Der Gewinner des Kleinkunst-Preises Baden-Württembergs verglich die aktuelle Regierung mit einem Hühnerhaufen – nicht ohne dies gleich wieder zu widerlegen, schließlich hätten Hühner Eier. Als Schriftsteller schreibe er selbst gerade ein Buch, darüber, was Politikern peinlich ist. „Es hat nur vier Seiten, inklusive Umschlag.“

Auch das Thema Flüchtlinge fand natürlich Platz in seinem Programm: Früher war es der Sarotti-Mohr, der am Bankschalter um Spenden bat, „50 Jahre später kommen die Menschen persönlich zu uns und man fragt sich, was haben die Spenden gebracht, mit denen wir dachte uns frei zu kaufen.“

Knallhart analysiert: Optimierungswahn führt ins Burnout

Aber er ging noch weiter: Er stellte die geplante „Pflegeversicherung 3“ in Aussicht, bei der statt Pflegeleistungen Sprachkurse abgerechnet werden könnten, da man schließlich nicht auf Kroatisch, Rumänisch oder Chinesisch „Wisch‘ mir den Po!“ fordern könne. Er kritisierte die Privatisierung der Verantwortung, bei der man derart über den Tisch gezogen werde, dass man die entstehende „Reibungshitze als Nestwärme“ empfinde. „Wir müssen uns der Politik anpassen, an uns arbeiten, organisieren und mobil sein.“ Mit großartigen Gesten, Mimik und Ton verdeutlichte er das Problem anhand einer Szene im Ehebett, wo des nächtens die Eheleute den nächsten Tag planen – flexibel, mobil, allgegenwärtig. Zum Schluss stillt der Dachdecker das Baby, das Pony operiert die Herrentorte in München und Mutti kann endlich wieder schlafen – bis zum Burnout, der Arbeitslosigkeit oder Altersarmut.

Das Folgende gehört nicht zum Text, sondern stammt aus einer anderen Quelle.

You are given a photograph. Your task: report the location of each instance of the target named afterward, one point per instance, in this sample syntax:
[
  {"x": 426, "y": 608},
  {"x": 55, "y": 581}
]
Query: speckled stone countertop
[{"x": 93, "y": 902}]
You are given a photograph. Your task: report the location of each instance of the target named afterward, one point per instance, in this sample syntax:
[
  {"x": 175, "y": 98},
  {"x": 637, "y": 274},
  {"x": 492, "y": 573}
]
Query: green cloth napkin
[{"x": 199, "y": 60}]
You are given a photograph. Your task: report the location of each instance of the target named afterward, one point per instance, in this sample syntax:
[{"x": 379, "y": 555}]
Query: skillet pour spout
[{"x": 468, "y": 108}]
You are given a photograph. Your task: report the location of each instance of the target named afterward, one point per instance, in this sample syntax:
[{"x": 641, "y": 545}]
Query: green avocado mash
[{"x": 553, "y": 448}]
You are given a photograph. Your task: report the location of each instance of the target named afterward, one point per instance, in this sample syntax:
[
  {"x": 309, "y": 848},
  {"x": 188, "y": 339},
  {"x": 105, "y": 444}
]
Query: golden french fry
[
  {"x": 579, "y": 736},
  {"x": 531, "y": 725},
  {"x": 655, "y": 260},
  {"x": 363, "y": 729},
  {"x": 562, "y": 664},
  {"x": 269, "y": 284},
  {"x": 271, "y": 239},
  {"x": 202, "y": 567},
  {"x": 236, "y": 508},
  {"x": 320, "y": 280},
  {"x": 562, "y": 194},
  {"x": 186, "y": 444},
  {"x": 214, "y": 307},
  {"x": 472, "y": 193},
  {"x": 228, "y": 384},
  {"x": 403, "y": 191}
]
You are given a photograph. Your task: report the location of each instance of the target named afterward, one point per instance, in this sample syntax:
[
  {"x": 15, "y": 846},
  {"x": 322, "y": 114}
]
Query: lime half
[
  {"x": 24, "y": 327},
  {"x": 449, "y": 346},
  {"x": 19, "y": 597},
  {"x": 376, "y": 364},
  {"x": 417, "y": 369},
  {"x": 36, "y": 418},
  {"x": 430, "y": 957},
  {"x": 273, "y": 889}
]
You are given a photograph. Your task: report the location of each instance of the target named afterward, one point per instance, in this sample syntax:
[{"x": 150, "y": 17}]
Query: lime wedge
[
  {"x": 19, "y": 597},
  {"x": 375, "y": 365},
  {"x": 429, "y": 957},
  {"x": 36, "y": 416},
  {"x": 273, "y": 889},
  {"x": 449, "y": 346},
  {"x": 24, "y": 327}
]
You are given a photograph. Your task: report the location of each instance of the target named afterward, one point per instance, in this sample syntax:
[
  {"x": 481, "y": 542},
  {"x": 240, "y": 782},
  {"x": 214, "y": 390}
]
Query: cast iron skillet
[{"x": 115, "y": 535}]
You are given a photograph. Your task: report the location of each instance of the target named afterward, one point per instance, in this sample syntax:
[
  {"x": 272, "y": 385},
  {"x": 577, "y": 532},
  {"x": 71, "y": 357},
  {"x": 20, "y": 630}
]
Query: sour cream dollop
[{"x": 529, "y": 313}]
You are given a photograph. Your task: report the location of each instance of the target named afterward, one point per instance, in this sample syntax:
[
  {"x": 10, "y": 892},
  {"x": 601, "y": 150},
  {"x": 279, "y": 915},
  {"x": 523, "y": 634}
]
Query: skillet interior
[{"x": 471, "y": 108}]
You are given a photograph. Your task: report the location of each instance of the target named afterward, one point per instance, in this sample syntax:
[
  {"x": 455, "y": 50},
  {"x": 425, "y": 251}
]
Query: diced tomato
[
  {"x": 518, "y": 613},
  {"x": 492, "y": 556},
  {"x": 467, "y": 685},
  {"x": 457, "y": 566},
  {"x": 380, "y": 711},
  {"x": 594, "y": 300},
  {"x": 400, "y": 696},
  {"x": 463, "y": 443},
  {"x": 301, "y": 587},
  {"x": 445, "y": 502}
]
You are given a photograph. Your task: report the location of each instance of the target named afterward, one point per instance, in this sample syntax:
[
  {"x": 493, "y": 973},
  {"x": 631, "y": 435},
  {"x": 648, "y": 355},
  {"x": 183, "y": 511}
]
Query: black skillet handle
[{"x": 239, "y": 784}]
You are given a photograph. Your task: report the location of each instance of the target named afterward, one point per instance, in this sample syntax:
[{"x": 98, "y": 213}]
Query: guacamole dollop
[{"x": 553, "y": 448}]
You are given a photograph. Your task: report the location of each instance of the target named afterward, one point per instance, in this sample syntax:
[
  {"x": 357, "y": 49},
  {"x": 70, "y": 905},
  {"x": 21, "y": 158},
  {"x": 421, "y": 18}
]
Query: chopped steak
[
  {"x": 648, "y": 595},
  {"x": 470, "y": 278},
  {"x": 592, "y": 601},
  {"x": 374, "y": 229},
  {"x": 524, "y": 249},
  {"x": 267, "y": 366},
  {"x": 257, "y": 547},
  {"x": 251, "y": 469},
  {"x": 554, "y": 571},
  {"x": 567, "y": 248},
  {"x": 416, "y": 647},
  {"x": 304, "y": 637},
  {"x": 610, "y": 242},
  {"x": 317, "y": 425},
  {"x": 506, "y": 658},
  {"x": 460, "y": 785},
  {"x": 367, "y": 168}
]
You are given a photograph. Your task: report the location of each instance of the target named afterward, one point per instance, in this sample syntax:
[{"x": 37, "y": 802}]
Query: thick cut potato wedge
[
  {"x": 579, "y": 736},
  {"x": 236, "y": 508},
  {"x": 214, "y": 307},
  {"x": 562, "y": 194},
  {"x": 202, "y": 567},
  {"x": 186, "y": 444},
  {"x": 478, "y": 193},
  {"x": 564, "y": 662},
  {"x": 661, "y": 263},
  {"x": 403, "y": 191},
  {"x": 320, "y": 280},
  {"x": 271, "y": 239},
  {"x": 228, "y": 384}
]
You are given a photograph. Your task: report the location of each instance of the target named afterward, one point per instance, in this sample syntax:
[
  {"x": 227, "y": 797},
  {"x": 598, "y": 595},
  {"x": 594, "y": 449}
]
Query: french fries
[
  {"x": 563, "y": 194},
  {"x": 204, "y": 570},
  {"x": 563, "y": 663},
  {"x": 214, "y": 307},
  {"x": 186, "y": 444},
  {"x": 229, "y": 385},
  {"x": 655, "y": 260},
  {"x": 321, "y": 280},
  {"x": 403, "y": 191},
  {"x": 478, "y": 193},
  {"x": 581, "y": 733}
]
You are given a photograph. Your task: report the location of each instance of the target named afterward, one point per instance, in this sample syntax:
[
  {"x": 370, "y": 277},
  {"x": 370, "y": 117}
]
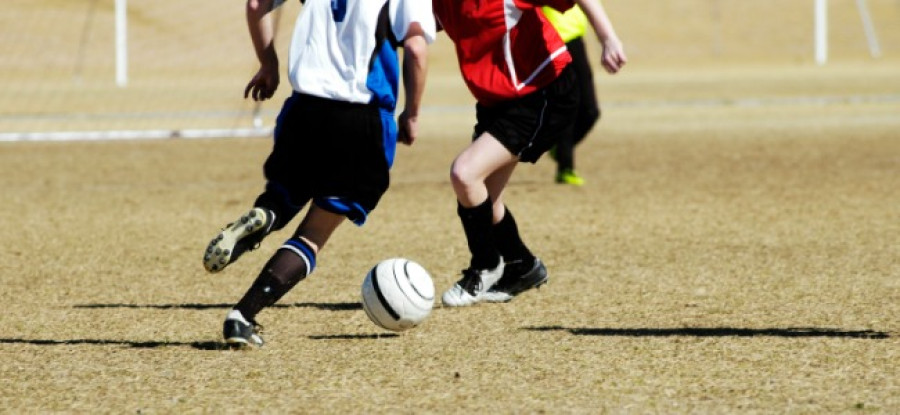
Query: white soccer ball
[{"x": 397, "y": 294}]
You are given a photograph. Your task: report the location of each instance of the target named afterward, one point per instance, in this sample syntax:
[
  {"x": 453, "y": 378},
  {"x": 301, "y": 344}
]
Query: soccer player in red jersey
[{"x": 517, "y": 67}]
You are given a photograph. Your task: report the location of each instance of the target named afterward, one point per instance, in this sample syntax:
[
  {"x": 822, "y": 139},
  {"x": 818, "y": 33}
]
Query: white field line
[{"x": 161, "y": 134}]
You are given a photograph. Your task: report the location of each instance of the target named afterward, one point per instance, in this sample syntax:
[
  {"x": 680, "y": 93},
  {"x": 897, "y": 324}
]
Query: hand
[
  {"x": 263, "y": 85},
  {"x": 408, "y": 128},
  {"x": 613, "y": 58}
]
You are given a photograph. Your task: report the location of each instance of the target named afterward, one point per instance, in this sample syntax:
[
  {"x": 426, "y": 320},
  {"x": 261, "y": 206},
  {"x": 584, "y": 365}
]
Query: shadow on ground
[
  {"x": 347, "y": 306},
  {"x": 716, "y": 332}
]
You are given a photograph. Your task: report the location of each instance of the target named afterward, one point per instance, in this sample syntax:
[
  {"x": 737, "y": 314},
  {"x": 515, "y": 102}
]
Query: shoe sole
[
  {"x": 218, "y": 252},
  {"x": 505, "y": 297}
]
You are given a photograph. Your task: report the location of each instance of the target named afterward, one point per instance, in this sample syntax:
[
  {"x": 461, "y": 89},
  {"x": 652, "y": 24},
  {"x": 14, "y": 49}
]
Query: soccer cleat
[
  {"x": 568, "y": 176},
  {"x": 242, "y": 235},
  {"x": 239, "y": 332},
  {"x": 469, "y": 289},
  {"x": 517, "y": 278}
]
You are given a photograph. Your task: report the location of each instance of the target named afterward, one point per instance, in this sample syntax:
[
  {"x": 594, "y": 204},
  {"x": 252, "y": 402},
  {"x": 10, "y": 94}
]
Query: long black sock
[
  {"x": 509, "y": 242},
  {"x": 476, "y": 223},
  {"x": 287, "y": 267}
]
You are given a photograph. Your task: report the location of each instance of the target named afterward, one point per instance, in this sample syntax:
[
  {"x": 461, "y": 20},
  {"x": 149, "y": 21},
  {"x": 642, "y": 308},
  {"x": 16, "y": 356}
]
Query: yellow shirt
[{"x": 570, "y": 25}]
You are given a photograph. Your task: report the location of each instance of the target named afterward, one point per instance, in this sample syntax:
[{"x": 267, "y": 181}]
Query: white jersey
[{"x": 336, "y": 54}]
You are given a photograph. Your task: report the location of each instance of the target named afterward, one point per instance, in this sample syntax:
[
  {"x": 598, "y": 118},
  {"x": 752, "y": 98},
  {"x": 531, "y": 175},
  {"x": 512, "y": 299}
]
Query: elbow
[{"x": 258, "y": 7}]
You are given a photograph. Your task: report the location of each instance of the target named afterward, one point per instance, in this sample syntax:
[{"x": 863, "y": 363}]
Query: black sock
[
  {"x": 508, "y": 241},
  {"x": 476, "y": 223},
  {"x": 287, "y": 267}
]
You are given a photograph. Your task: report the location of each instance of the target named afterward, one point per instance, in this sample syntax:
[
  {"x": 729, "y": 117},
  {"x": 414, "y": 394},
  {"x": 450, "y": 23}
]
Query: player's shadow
[
  {"x": 715, "y": 332},
  {"x": 208, "y": 345},
  {"x": 344, "y": 306}
]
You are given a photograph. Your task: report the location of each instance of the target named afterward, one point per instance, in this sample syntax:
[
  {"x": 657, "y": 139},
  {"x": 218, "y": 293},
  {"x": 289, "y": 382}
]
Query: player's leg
[
  {"x": 290, "y": 264},
  {"x": 522, "y": 270},
  {"x": 274, "y": 208},
  {"x": 470, "y": 171},
  {"x": 587, "y": 114}
]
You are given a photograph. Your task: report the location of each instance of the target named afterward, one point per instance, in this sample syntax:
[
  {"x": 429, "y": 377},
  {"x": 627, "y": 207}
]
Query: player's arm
[
  {"x": 613, "y": 53},
  {"x": 415, "y": 70},
  {"x": 262, "y": 33}
]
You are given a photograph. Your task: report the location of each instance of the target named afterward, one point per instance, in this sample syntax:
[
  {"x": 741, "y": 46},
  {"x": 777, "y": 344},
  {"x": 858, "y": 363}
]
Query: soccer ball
[{"x": 397, "y": 294}]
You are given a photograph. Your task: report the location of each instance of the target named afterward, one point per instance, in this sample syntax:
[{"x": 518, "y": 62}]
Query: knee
[{"x": 461, "y": 175}]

Thomas Freitag als Frank W. im Beichtstuhl... leider findet er nicht das Gehör. Der Pfarrer hat andere Sorgen!

Thomas Freitag als Frank Weber im Beichtstuhl… leider findet er nicht das Gehör. Der Pfarrer hat andere Sorgen!

Ohne wilden Klamauk – fast poetisch und geradezu surreal – Freitags Darstellung der Beichte von Bankangestellten Frank Weber, der getrieben vom schlechten Gewissen seinen 10.000-Euro-Diebstahl beichten möchte und sich nicht ernst genommen schnell wieder in die Kindheit zurückversetzt fühlte, als er sich das „Schienbeintreten“ ausdachte, um überhaupt etwas bei der Beichte sagen zu können – schließlich sei die Beichte in seiner Jugendzeit der Adrenalinkick schlechthin gewesen, ähnlich wie heute das S-Bahn-Surfen. Einen solche Kick wünschte sich wohl auch der Beichtvater, der statt die Absolution zu erteilen lieber sein Leid über zunehmende Respektlosigkeit gegenüber moralischer Instanzen und die mangelnde Wahlbeteiligung klagt und tiefe Einblicke in das Gemeindeleben gab, an dem nur noch wenige Gläubige über 90 Jahre teilnehmen, denen man die Bibel allerdings nicht mehr vorlesen müsse, da „sie alles selbst miterlebt haben“!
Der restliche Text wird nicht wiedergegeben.